In the first four months of this year, 497 alleged short message service (SMS) scams were reported, swindling phone users out of as much as NT$3.15 million. As more and more people use their smartphones for financial transactions, it is little wonder that fraud groups are using text messages and messaging applications to steal money from unsuspecting members of the public. The Criminal Investigation Bureau (CIB, 刑事警察局) must step up its efforts to crack down on phone and Internet fraud rings.

In one recently reported scam, fake couriers sent texts asking cell phone users to collect parcels. The instant messages contained a link that, if opened, would allow the sender to access the NT$5,000 credit telecom companies provide for online purchases. Last year, 272 people were defrauded of a total of NT$2.45 million using the same technique. Another common practice was scammers pretending to be employees of a local phone carrier attempting to persuade users to pay overdue phone bills that did not exist. Some text messages also included invitations to view "photos from our last gathering." If you click on such links, you basically lose control of your phone even though it remains in your hand.
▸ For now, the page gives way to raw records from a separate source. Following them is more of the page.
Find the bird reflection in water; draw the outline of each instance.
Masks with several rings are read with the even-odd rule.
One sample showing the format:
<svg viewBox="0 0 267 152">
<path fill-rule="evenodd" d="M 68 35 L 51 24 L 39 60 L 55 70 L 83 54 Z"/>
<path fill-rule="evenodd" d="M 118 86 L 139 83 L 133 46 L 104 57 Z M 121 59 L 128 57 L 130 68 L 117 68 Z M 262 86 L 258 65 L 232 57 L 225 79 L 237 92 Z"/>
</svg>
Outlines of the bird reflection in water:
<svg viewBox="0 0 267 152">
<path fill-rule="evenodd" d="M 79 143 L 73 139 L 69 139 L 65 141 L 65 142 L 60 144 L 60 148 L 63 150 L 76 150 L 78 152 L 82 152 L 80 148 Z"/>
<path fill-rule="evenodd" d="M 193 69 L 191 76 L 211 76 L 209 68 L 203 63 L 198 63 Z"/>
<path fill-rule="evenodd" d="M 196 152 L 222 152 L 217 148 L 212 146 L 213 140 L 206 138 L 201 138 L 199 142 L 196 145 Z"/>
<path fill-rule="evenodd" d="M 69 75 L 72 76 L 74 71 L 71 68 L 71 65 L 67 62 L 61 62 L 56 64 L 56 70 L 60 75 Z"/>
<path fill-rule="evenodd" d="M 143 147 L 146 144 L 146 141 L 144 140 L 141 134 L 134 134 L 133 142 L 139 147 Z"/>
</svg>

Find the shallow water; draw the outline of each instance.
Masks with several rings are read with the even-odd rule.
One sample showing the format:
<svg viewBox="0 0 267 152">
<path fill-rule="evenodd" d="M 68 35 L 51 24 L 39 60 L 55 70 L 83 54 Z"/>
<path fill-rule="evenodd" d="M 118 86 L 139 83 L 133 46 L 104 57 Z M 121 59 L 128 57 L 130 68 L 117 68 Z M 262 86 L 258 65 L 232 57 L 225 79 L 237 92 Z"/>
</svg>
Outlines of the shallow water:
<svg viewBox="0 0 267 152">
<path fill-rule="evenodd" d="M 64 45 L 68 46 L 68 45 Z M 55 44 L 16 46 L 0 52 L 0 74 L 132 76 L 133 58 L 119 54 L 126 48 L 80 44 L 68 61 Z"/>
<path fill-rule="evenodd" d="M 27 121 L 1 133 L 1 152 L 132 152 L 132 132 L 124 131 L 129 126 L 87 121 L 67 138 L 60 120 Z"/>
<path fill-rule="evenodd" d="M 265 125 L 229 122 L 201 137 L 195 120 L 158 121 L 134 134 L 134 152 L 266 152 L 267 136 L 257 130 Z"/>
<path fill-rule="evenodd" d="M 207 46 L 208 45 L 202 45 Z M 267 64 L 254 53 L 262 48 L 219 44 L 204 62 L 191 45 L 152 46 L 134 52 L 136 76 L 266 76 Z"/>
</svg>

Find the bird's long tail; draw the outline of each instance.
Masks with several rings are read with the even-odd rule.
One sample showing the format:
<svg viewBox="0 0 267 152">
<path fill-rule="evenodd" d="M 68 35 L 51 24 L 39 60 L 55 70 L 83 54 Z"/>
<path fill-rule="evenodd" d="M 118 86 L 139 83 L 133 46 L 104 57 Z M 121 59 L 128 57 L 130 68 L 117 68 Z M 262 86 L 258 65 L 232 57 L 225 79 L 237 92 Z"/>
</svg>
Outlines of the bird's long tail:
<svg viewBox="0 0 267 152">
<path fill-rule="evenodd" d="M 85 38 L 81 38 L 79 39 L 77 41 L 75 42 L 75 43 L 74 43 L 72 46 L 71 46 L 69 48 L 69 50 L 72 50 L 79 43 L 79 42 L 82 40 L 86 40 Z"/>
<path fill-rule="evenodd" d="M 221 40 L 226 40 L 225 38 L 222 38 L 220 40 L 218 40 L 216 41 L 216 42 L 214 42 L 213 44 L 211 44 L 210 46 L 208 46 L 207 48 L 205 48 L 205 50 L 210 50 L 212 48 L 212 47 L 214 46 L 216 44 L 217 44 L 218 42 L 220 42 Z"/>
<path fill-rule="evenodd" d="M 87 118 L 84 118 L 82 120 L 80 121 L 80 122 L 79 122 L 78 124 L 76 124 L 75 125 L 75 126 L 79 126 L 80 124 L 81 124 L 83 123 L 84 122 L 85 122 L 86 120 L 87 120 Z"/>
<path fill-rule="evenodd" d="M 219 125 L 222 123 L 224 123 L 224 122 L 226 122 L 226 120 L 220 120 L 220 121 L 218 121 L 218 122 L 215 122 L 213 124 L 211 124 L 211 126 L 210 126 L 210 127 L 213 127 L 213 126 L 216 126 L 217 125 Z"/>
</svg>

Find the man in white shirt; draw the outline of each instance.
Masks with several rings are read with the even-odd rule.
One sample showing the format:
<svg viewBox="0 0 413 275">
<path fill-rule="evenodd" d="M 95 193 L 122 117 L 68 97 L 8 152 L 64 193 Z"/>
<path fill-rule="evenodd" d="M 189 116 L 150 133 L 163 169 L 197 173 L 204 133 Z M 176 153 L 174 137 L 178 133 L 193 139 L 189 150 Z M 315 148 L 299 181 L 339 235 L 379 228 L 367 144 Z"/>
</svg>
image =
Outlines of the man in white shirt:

Why is it that some telecom companies still haven't changed their online credit practices despite orders to do so from the National Communications Commission (NCC) in September last year? How come so many people are willing to wire money to bogus bank accounts without a second thought? The truth is that victims are not only unaware of regulations stipulated in their phone carrier's contract, but they are also left without enough time to think. It is up to the CIB to improve efforts against phone and Internet scammers, firstly by increasing awareness of such scams.

It is unfortunate that most people don't seem to know about the 165 Hotline established in 2004 by police authorities under the supervision of the Ministry of the Interior (MOI) in response to the need to provide a standard, convenient and efficient way to deal with these kinds of scams. Although scam techniques have changed over the years, the first thing people need to do is report strange text messages or phone calls to police through the 165 Hotline so that officers can check suspicious bank accounts and block any money that has previously been wired. It may sound obvious to say this, but the sooner you make a report the better.